Table 4 shows the case where I1 <I2 and I3 <I4. To issue the alarm ALM at the H level, the gate circuit is an AND gate and the alarm ALM is at the L level.
To emit at the level, the gate circuit may be a NAND gate. In Table 4, and, I1> I2, I3 <
In the case of I4 or the case of I1 <I2, I3> I4, the gate circuit is set to an EOR gate to output the alarm ALM at the H level, and the gate circuit is set to output the alarm ALM at the L level. A good choice is an ENOR gate.

[0024]

As described above, according to the present invention,
The comparator and the threshold voltage as in the prior art shown in FIG. 5 can be eliminated, and the input level of the clock is high, so that it is hard to receive external noise, and it is possible to accurately detect the clock break and issue an alarm. Further, the circuit scale can be simplified and downsized.

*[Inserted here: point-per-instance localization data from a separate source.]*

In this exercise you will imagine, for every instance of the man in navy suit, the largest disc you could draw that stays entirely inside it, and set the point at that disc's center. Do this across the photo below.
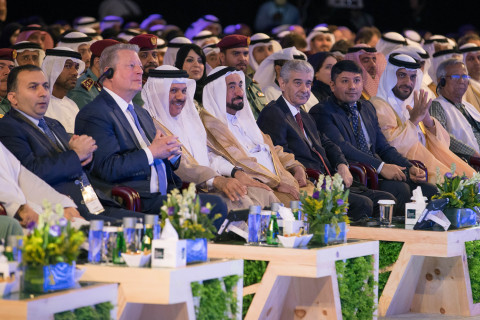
(43, 146)
(292, 128)
(353, 125)
(130, 150)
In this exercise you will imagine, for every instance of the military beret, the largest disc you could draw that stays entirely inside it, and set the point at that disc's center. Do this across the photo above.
(98, 46)
(233, 41)
(8, 54)
(145, 41)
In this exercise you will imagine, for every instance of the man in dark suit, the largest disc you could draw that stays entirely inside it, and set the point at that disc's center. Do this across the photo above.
(292, 128)
(130, 150)
(43, 146)
(353, 125)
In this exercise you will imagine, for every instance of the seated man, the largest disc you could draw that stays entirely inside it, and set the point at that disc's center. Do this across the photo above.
(237, 144)
(352, 123)
(293, 129)
(22, 192)
(412, 131)
(372, 63)
(168, 96)
(131, 151)
(458, 117)
(43, 146)
(62, 67)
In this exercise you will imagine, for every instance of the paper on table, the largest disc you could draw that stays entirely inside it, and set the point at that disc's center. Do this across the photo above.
(286, 214)
(169, 231)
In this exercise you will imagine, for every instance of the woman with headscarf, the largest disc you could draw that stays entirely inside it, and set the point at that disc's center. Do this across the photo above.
(322, 63)
(9, 34)
(191, 58)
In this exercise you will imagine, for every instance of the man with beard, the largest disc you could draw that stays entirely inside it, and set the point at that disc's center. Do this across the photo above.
(457, 116)
(6, 64)
(403, 115)
(88, 87)
(293, 129)
(372, 63)
(168, 96)
(62, 66)
(237, 146)
(234, 53)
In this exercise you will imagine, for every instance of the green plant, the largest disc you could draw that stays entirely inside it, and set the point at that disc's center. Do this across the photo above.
(188, 217)
(327, 205)
(461, 191)
(52, 240)
(218, 298)
(356, 286)
(473, 258)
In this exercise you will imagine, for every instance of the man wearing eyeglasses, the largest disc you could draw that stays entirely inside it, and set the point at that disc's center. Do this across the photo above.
(458, 117)
(62, 66)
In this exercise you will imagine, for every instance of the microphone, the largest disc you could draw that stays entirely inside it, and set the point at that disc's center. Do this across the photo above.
(107, 74)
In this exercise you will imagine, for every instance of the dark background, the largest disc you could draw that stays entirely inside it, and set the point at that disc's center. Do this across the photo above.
(442, 17)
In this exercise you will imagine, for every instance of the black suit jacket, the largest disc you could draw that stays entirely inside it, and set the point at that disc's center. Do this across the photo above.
(119, 159)
(60, 169)
(332, 118)
(277, 121)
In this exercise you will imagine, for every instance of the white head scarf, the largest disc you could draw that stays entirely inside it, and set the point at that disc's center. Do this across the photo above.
(54, 63)
(73, 40)
(215, 102)
(318, 31)
(389, 80)
(265, 75)
(187, 126)
(172, 48)
(260, 40)
(389, 42)
(30, 46)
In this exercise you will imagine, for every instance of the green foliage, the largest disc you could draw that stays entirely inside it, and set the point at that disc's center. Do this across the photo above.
(218, 298)
(356, 285)
(327, 205)
(99, 311)
(461, 192)
(52, 241)
(473, 258)
(190, 220)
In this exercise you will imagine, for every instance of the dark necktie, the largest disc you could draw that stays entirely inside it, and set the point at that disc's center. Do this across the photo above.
(357, 130)
(298, 118)
(162, 179)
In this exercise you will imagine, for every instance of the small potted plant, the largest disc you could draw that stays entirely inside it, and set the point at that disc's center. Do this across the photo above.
(190, 220)
(463, 196)
(49, 252)
(326, 210)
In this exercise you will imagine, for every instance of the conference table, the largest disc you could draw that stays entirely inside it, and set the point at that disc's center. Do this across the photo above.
(431, 273)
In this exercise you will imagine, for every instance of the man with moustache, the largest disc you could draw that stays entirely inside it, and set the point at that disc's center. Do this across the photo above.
(403, 115)
(62, 66)
(6, 64)
(234, 53)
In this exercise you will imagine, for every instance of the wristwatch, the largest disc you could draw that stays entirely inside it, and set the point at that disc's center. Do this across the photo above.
(234, 170)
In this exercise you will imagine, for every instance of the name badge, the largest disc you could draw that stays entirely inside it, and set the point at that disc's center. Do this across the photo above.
(90, 197)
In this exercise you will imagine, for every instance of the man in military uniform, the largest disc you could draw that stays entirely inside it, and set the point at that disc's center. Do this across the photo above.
(234, 53)
(7, 56)
(87, 87)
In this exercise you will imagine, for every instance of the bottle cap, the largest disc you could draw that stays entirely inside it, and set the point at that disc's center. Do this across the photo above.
(96, 225)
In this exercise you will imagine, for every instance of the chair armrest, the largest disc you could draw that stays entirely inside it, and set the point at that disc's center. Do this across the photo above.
(419, 164)
(129, 197)
(358, 171)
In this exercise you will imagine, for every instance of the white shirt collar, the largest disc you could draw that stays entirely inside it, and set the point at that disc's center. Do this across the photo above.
(293, 109)
(120, 102)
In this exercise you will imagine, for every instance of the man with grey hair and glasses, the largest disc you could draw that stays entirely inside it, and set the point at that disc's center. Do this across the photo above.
(130, 150)
(458, 117)
(292, 128)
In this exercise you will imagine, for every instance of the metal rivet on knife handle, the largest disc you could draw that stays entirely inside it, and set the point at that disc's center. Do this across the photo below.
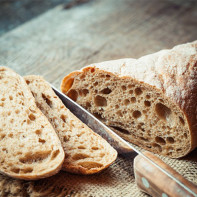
(153, 181)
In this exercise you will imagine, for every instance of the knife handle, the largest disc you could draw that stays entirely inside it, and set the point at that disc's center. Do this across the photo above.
(153, 181)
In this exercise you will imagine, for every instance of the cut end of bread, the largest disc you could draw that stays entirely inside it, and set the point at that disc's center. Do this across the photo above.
(29, 146)
(85, 151)
(136, 111)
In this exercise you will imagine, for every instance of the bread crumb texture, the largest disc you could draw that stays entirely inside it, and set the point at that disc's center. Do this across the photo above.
(29, 146)
(150, 101)
(85, 151)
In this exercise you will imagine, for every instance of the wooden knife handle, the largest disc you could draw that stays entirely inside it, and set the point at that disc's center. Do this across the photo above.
(153, 181)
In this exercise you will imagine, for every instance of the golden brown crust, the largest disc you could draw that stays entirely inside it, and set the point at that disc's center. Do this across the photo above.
(173, 73)
(86, 152)
(25, 154)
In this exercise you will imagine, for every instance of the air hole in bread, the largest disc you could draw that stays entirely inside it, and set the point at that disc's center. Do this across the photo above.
(157, 147)
(41, 140)
(81, 77)
(147, 103)
(102, 154)
(10, 135)
(17, 111)
(148, 96)
(79, 156)
(95, 148)
(90, 164)
(136, 114)
(2, 136)
(185, 135)
(2, 69)
(5, 150)
(32, 117)
(144, 139)
(106, 91)
(133, 99)
(116, 106)
(160, 140)
(88, 104)
(28, 121)
(55, 154)
(81, 147)
(138, 91)
(100, 101)
(15, 170)
(181, 120)
(92, 70)
(68, 84)
(123, 88)
(130, 91)
(119, 113)
(66, 138)
(80, 134)
(34, 157)
(95, 83)
(28, 82)
(170, 140)
(130, 86)
(85, 92)
(162, 111)
(121, 130)
(63, 117)
(27, 170)
(73, 94)
(11, 97)
(47, 100)
(179, 150)
(98, 116)
(126, 101)
(38, 132)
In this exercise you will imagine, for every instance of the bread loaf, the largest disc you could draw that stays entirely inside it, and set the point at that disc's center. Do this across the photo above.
(86, 152)
(29, 147)
(150, 101)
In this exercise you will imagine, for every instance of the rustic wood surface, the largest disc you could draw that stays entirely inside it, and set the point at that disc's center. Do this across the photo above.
(66, 37)
(62, 40)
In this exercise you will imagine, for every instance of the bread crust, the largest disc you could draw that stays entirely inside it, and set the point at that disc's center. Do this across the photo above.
(90, 139)
(39, 169)
(173, 73)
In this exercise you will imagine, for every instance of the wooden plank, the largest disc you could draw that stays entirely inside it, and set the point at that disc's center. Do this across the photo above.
(63, 40)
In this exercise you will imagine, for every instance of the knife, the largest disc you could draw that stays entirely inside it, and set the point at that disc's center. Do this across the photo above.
(152, 175)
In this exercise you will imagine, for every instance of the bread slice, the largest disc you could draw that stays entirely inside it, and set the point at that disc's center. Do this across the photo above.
(29, 147)
(150, 101)
(86, 152)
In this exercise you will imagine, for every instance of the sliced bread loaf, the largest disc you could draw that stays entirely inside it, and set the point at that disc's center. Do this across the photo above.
(85, 151)
(29, 147)
(150, 101)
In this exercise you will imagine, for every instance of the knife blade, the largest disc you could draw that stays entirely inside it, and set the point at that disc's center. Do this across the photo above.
(181, 186)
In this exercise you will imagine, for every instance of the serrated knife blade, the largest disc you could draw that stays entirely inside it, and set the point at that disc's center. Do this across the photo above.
(122, 146)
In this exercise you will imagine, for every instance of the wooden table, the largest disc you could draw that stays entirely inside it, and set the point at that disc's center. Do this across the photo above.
(73, 34)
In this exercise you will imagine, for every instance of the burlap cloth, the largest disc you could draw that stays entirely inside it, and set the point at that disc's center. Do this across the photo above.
(117, 180)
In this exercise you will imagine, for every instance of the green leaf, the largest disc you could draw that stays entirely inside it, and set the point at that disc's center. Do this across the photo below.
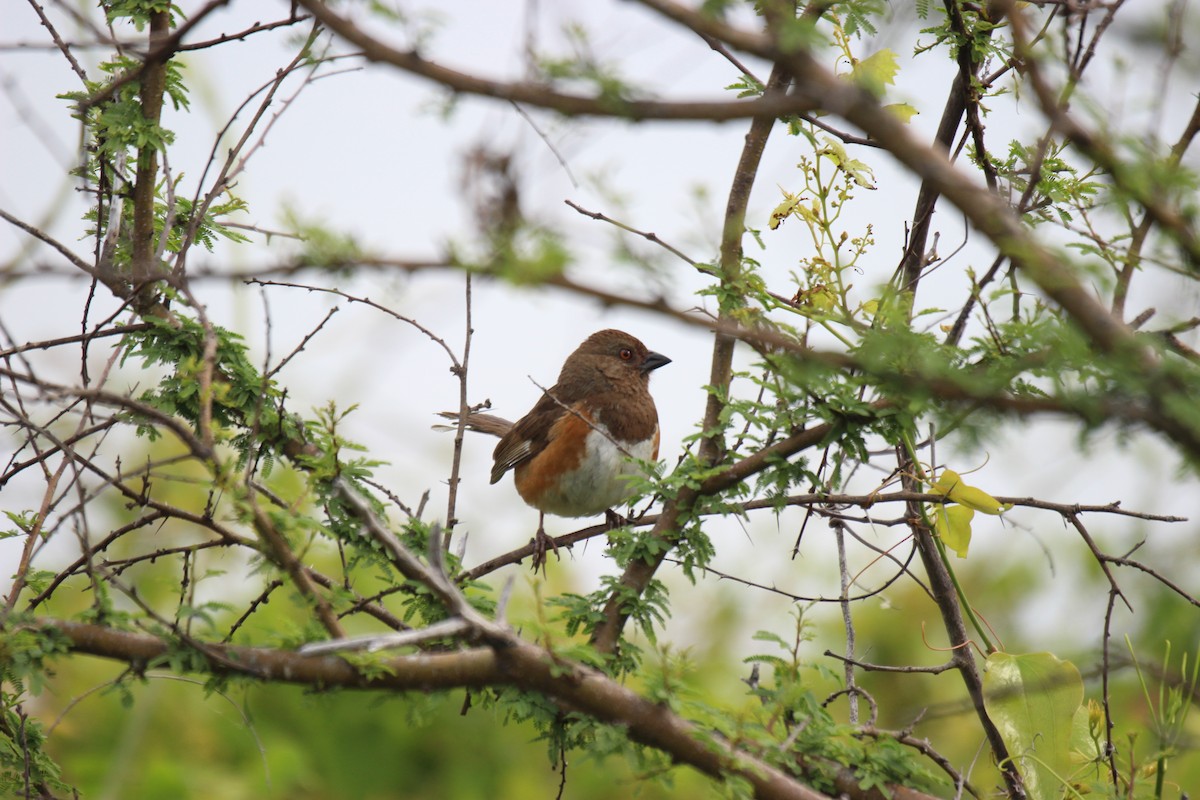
(953, 525)
(1032, 698)
(876, 71)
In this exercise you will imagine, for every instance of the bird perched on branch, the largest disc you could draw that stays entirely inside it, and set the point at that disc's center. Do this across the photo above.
(575, 452)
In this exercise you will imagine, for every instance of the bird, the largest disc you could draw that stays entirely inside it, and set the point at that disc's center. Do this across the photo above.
(574, 453)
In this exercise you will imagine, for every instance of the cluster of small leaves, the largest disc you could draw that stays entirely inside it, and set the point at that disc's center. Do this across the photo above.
(1061, 186)
(244, 403)
(817, 745)
(975, 18)
(208, 230)
(24, 763)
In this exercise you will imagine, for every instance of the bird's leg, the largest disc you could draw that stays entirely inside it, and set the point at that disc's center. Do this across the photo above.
(541, 545)
(613, 519)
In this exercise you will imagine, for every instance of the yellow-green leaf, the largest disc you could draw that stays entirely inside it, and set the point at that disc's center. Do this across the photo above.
(953, 525)
(858, 170)
(1033, 698)
(952, 485)
(904, 112)
(876, 71)
(785, 209)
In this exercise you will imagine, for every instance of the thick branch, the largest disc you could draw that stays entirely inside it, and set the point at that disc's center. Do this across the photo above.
(517, 663)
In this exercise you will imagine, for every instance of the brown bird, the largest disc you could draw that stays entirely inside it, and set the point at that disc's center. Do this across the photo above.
(574, 453)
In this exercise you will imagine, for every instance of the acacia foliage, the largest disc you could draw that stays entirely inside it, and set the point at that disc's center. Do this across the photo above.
(203, 461)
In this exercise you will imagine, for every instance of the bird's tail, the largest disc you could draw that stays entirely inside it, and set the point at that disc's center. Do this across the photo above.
(496, 426)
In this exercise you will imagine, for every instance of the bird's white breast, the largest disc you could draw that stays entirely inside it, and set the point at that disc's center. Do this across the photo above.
(603, 477)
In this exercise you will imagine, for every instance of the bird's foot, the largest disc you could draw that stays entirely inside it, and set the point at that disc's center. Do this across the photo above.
(541, 545)
(613, 519)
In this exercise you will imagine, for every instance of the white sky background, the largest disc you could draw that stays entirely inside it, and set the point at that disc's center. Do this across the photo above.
(366, 152)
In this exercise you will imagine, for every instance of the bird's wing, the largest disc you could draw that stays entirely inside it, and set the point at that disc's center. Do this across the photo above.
(531, 434)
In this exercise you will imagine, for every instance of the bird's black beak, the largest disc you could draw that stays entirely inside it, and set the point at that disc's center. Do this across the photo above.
(653, 361)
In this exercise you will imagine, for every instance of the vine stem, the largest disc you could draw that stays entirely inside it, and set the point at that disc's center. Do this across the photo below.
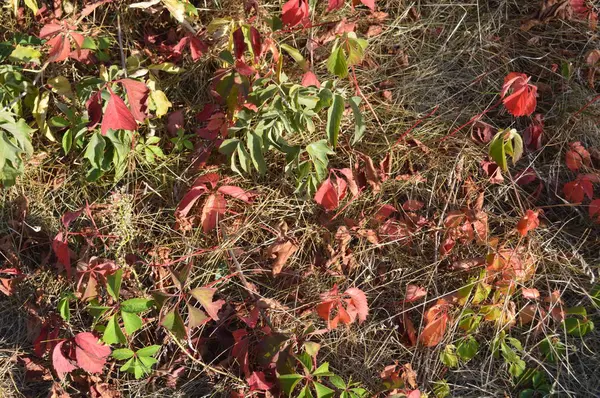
(360, 93)
(471, 121)
(202, 363)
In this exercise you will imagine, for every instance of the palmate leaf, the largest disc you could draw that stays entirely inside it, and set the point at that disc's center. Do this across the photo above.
(15, 141)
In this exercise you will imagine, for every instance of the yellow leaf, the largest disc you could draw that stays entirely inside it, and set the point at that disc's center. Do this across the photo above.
(161, 102)
(32, 4)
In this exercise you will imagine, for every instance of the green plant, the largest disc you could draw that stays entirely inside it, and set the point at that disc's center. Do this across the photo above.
(539, 384)
(509, 348)
(140, 362)
(506, 142)
(127, 311)
(317, 380)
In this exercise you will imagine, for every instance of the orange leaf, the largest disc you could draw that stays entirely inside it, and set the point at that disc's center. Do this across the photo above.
(522, 98)
(528, 222)
(327, 195)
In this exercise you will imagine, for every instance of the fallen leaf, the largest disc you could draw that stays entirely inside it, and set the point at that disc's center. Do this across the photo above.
(414, 293)
(62, 365)
(528, 222)
(90, 353)
(531, 294)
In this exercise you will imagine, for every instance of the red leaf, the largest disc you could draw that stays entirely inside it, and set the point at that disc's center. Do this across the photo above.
(349, 176)
(358, 300)
(94, 106)
(335, 4)
(368, 3)
(239, 45)
(522, 98)
(213, 207)
(595, 210)
(197, 47)
(258, 382)
(528, 222)
(61, 364)
(61, 250)
(294, 12)
(256, 43)
(310, 79)
(117, 116)
(436, 322)
(327, 195)
(60, 48)
(137, 95)
(90, 353)
(50, 29)
(414, 293)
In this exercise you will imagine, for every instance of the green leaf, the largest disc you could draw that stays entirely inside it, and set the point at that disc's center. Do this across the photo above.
(441, 389)
(147, 363)
(128, 366)
(60, 85)
(131, 322)
(63, 309)
(289, 382)
(25, 54)
(322, 391)
(359, 124)
(256, 152)
(113, 333)
(334, 119)
(137, 305)
(149, 351)
(95, 151)
(336, 63)
(337, 382)
(323, 370)
(496, 151)
(173, 322)
(318, 152)
(168, 67)
(113, 284)
(312, 348)
(517, 368)
(581, 311)
(305, 392)
(122, 354)
(467, 348)
(306, 360)
(578, 328)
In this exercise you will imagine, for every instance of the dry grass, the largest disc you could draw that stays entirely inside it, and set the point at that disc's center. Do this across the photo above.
(458, 54)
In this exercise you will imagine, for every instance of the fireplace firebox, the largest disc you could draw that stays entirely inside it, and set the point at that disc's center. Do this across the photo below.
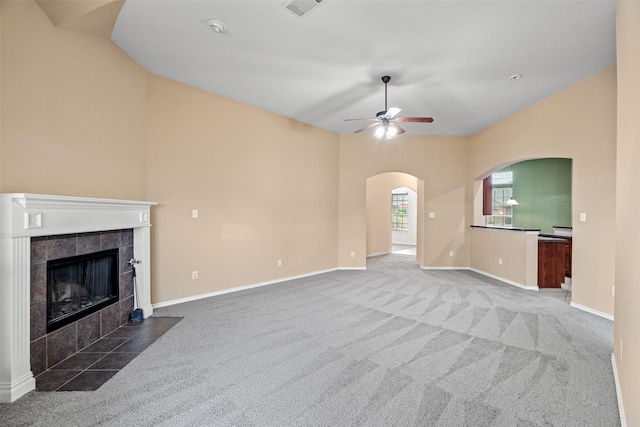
(80, 285)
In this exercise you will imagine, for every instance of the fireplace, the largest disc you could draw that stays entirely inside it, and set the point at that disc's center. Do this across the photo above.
(80, 285)
(26, 222)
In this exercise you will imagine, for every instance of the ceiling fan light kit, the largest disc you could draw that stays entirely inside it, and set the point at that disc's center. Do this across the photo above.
(217, 26)
(386, 121)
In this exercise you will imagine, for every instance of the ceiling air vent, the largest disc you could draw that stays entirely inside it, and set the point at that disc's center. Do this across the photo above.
(301, 7)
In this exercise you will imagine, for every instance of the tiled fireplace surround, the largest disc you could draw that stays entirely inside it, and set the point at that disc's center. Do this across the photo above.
(49, 349)
(28, 223)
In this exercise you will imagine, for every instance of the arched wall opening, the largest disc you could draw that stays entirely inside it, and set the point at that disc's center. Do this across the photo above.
(542, 188)
(379, 190)
(543, 215)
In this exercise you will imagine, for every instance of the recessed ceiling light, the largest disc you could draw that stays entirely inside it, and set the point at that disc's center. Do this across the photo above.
(217, 26)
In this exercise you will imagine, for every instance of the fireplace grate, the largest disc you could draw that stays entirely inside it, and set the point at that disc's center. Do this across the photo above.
(80, 285)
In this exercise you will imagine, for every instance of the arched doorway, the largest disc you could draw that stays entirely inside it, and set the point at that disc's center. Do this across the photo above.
(392, 210)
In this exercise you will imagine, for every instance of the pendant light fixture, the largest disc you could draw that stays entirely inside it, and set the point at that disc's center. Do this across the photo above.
(511, 201)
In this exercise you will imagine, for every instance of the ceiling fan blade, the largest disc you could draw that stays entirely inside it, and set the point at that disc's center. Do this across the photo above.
(397, 127)
(415, 119)
(372, 125)
(392, 112)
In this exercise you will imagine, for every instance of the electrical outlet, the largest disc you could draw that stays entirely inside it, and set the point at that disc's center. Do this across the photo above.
(620, 349)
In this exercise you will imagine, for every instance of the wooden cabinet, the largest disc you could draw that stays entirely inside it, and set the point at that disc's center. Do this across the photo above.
(568, 250)
(552, 261)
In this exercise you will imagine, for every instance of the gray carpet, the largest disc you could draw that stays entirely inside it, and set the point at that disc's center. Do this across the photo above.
(390, 346)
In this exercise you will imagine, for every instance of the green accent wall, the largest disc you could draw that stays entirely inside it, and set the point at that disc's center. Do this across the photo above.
(543, 190)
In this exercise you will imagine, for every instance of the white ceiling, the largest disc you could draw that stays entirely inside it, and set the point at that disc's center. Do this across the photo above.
(450, 60)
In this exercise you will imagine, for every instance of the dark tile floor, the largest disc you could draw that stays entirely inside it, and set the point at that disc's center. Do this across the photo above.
(94, 365)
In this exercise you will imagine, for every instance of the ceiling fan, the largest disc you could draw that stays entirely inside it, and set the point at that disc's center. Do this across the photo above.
(386, 120)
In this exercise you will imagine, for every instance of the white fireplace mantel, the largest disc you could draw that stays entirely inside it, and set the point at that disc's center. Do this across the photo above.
(23, 216)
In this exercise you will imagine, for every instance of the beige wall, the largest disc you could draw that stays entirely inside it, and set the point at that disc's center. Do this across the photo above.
(577, 123)
(627, 310)
(265, 188)
(378, 205)
(79, 117)
(440, 162)
(73, 111)
(509, 255)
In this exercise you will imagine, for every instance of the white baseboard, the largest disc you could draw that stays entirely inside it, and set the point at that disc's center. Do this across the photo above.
(623, 421)
(378, 254)
(242, 288)
(591, 310)
(510, 282)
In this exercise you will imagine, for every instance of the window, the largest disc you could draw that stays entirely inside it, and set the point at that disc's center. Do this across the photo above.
(399, 205)
(501, 213)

[Brief description of the drawings]

FIG. 1 is a basic configuration diagram of the present invention.

FIG. 2 is a configuration diagram of an embodiment of a clock disconnection detection circuit of the present invention.

FIG. 3 is a configuration diagram of an embodiment of the present invention in which an output disconnection is a gate circuit.

FIG. 4 is a connection explanatory diagram of a clock detection circuit.

FIG. 5 is an example of a conventional clock loss detection circuit.

FIG. 6 is an explanatory diagram of alarm issuance / non-issuance of the configuration of FIG. 5;

[Explanation of symbols]

 IS1-4 Constant current source SW1-4 Switch INV1-3 Inverter circuit TP01-07 PNP transistor TN01-07 NPN transistor

──────────────────────────────────────────────────続 き Continued on front page (58) Field surveyed (Int.Cl. ⁶ , DB name) H04L 7/00 H04L 25/02 301

Claims (5)

(57) [Claims] 1. A clock loss detection circuit for detecting an abnormality of an input clock, comprising: first and third constant current sources (IS1, IS3) connected in parallel to a first power supply (VDD); First and third switches (SW1 and SW3) connected to the first and third constant current sources, and second and fourth switches connected in parallel to a second power supply (GND). A constant current source (IS2, IS4); a second and fourth switch (SW2, SW4) connected to each of the second and fourth constant current sources; and an input side for receiving the clock (CLK). A first inverter (INV1) having an output connected to the first and second switches, and a second inverter having an input connected to the first and second switches and an output connected to a gate circuit. Inverter (INV2)
A third inverter (INV3) having an input side connected to the third and fourth switches and an output side connected to the gate circuit.
And one terminal is connected to the input side of the second inverter,
A first capacitor (C1) having the other terminal connected to the second power supply, and one terminal connected to an input side of the third inverter;
A second capacitor (C2) having the other terminal connected to the second power supply; and the gate circuit for receiving an output of the second inverter and an output of the third inverter and issuing an alarm (ALM). The first to fourth constant current sources (IS) are switched by the first to fourth switches (SW) to charge the first and second capacitors, and the first to third constant current sources (IS) are charged. A clock disconnection detection circuit through the inverter and the gate circuit. 2. By changing the magnitude relationship between the charging current to the capacitor and the discharging current from the capacitor,
2. The clock loss detection circuit according to claim 1, wherein the alarm issuance and non-emission times are varied regardless of the clock frequency. 3. The clock according to claim 1, wherein the alarm issuance and non-emission time are varied irrespective of the frequency of the clock by changing the capacitance value of the first and second capacitors. Disconnection detection circuit. 4. The alarm output and non-output time irrespective of a frequency of the clock by changing a threshold voltage of the first to third inverters. Clock disconnection detection circuit. 5. The clock disconnection circuit according to claim 1, wherein a logic gate of said gate circuit is changed according to a magnitude relation between a charging current to said first and second capacitors and a discharging current from said capacitor. Detection circuit.